I didn't think the Bears would move up that much after beating 0-4 Carolina, but the Packers (3-->8), Saints (2-->9) and Texans (7-->13) all dropped past them, pushing them up.
This shows you how much parity there is in the NFL (and how little the "experts really know)! Here are the week one power rankings for 3 of the top 10 teams with current rankings in parentheses.
4. Cowboys (19)
5. Vikings (20)
8. Chargers (21)
And here are the 3 current top 10 teams that replaced them with week 1 rankings in parentheses.
1. Steelers (18)
7. Bears (21)
10. Chiefs (27)
It looks like there are very few really dominant teams this year. I Expect to see a lot more upsets.
Well, if parity is on the rise (or at a high level already) in the NFL, you really can't knock the "experts" for not getting the right pick every time (or some percentage thereof) or properly ranking the teams right off the bat.
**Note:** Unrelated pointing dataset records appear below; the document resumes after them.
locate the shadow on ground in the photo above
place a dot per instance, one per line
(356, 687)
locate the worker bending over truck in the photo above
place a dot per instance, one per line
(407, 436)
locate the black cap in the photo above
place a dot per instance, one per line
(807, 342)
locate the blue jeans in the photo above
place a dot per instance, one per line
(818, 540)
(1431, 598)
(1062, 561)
Think about this: there is some definite, but unknown, probability X that team A will beat team B on any given day (or Sunday, for those of you that like wholly underrated football films). Likewise, there is some unknown probability Y that team B will beat team A. So then, in any given game (where one team has to win out over the other [we will exclude ties because they are so uncommon]), we can represent the probability of team B beating team A as 1-X=Y.
Let's now introduce Parity (P) which we will represent as the difference in X and Y: P=X-Y. Those of a quick mind will notice here that P can easily be negative in this sense, but since X and Y are both attributes of two nameless, talentless teams, we will assume that the lesser probability will be Y. Now, since we know that P=X-Y, and that Y=1-X, we can represent Y in the Parity equation as a function of X, and some quick algebra gives X as a function of P: X=(P+1)/2 (the same works if you use Y instead of X, but remember that we are assuming here that X is bigger than Y in most cases).
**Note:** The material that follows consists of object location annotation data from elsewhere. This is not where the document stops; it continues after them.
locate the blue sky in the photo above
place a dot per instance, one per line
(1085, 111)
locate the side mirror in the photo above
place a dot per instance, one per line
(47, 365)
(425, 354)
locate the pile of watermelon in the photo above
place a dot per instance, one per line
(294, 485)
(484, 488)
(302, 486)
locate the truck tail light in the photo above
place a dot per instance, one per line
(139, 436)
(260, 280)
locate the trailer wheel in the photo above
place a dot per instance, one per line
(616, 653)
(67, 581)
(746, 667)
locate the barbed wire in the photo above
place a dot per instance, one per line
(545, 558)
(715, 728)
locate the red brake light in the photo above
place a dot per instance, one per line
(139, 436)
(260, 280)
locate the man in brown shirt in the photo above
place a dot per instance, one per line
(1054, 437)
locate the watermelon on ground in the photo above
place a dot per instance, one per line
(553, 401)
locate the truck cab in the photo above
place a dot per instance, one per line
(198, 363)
Now we must ask ourselves what
true parity is. In my mind, that would be when team A has just as good a chance of winning a game against team B as team B does winning out over team A. Given how P has been represented (a measure of how much bigger X is than Y), that would mean that P would have to be zero. Most of you can figure the rest out from here if you haven't already, but it's been awhile since I've stretched my calculus legs, so what we can do is take the limit of our function X (which is dependent on P) as P approaches true parity (zero). Doing this, we see that the closer and closer P gets to zero, the closer and closer X gets to 1/2 or 0.5 (if we take P to be 0.01, X is .505; 0.001, .5005; .000001, .500005; and so on).
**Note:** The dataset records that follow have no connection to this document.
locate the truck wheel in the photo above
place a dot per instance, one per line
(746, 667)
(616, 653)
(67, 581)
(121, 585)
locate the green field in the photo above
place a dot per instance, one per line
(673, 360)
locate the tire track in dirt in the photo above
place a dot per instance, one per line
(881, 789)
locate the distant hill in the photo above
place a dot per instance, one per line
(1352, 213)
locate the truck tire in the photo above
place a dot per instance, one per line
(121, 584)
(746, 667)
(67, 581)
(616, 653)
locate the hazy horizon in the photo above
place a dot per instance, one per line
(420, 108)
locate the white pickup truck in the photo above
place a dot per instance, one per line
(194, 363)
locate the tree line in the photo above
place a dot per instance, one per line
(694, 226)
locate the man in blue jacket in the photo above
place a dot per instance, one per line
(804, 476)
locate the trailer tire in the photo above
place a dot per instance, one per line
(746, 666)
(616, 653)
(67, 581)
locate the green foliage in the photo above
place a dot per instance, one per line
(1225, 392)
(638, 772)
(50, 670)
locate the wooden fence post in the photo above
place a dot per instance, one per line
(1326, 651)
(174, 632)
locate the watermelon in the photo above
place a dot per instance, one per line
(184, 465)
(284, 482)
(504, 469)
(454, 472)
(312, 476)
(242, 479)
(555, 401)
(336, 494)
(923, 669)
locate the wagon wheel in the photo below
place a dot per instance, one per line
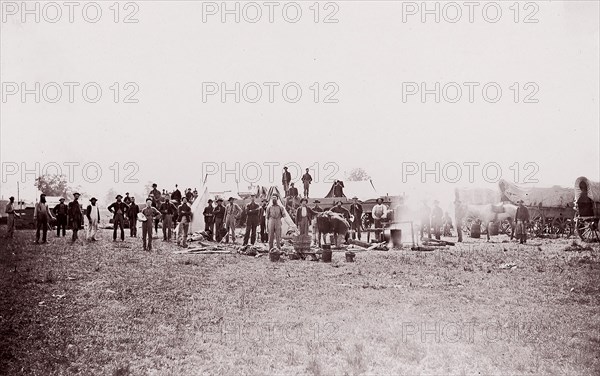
(561, 227)
(466, 225)
(505, 227)
(587, 229)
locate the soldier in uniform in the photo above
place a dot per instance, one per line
(219, 212)
(75, 215)
(209, 220)
(522, 219)
(119, 210)
(252, 219)
(356, 211)
(61, 211)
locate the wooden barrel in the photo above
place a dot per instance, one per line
(494, 228)
(475, 230)
(396, 235)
This agrees with what we intuitively think about parity: since it is impossible to know for sure the outcome of the game beforehand, each team has some likelihood of emerging victorious, and with parity, that likelihood comes closer and closer to each team having a
true equal chance of winning the game.
It is clear though, that not every team has an equal chance as their opponent at winning a given game, even in today's NFL. However, with parity seemingly on the rise, those X's and Y's are creeping ever-closer to each other with every given game, and because of that, luck alone could explain away a seemingly inferior team rattling off a few wins against supposedly better opponents.
Those "experts" may actually know a lot about the given teams in a given game, and they may even correctly identify the strict "better" team, but when parity brings those teams closer together, luck starts to play a bigger and bigger role in the outcomes of those games, and it would be improper to discredit those "experts" for not accounting for the randomness of luck in their predictions.